One of Canada's most esteemed oil and gas research and investment banking professionals, and easily one of its tallest, has decided to leave the business after 26 years to begin what he is calling a personal reinvention.

Martin Molyneaux, vice-chairman of FirstEnergy Capital Corp., has yet to sketch out a new career plan and has asked friends and colleagues to send him ideas of what to do next.

"Being referred to fairly regularly as kind of the elder statesman of energy research in this country was starting to annoy me," he said. "I'll be 52 in March. I've still got lots to offer, but with the investment banking thing, 26 years is probably enough."

Mr. Molyneaux, who stands 6-foot, 7-inches tall, joined FirstEnergy as an oil and gas analyst about a year after Murray Edwards, Jim Davidson and Rick Grafton founded the energy-focused dealer in 1993. Prior to that he worked at BBN James Capel and Nesbitt Thomson & Co.

In 2010, he was awarded SuperLeague Analyst status by Brendan Wood International, a recognition given to past recipients of their TopGun Analyst award based on feedback from corporate issuers and investors.

"His reputation has been an invaluable prospecting tool for us over the years as his name resonates in more countries than I can list," Mr. Davidson, FirstEnergy's CEO, said in a letter to staff.

Mr. Molyneaux's departure will leave a void in the industry, said Peter Tertzakian, chief energy economist and managing director at ARC Financial Corp.

Mr. Tertzakian described the analyst as a deep thinker who is known for not speaking too early or jumping to conclusions, a rare quality in the finance game. He is "uncharacteristically mild-mannered in the shark tank of investment banking. Much as his physical stature, he towered in the business."

Mr. Molyneaux is the third senior energy banking veteran announce retirement this this year, following RBC Dominion Securities Inc. vice-chairman Bill Sembo and Peters & Co.

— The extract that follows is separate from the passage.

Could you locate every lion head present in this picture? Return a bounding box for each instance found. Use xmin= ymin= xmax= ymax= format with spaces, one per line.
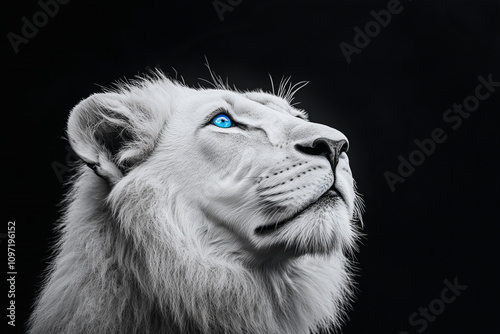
xmin=31 ymin=74 xmax=360 ymax=333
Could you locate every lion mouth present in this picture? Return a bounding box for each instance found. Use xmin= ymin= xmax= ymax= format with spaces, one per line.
xmin=255 ymin=187 xmax=343 ymax=236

Ltd. chairman Mike Tims.

It was a tough year in the industry, with financing, trading and merger and acquisition revenue down across the board. However, that was not a deciding factor to make a change, Mr. Molyneaux said.

"In the investment banking world, whether it's research, sales and trading or corporate finance, you need to be more than 100 per cent engaged every day," he said. That was getting tougher.

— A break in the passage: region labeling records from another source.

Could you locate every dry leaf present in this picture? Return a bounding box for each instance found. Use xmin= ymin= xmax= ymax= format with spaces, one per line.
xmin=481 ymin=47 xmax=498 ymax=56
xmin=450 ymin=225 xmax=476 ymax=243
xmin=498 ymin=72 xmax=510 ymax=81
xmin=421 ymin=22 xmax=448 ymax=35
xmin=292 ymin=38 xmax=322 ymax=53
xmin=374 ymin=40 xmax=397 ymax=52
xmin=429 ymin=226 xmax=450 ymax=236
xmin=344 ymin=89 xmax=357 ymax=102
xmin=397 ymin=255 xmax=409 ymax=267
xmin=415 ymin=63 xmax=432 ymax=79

Looking back, he said his best prediction as an analyst was for a run-up in natural gas prices beginning in the late 1990s, after poring over mountains of gas-well data that revealed production levels following initial output were dropping off much quicker than previously understood.

"We just created these annual decline curves and we made a big call on gas. Gas went from a buck and change to $4 (per thousand cubic feet) within the next 18 months. That was probably the biggest call on the whole sector," he said.

Natural gas prices rose steadily for about a decade after until the shale gas revolution took hold, flooding the market was cheaper supplies, a situation that continues to pressure markets across the continent.

Mr. Molyneaux will remain at FirstEnergy until March.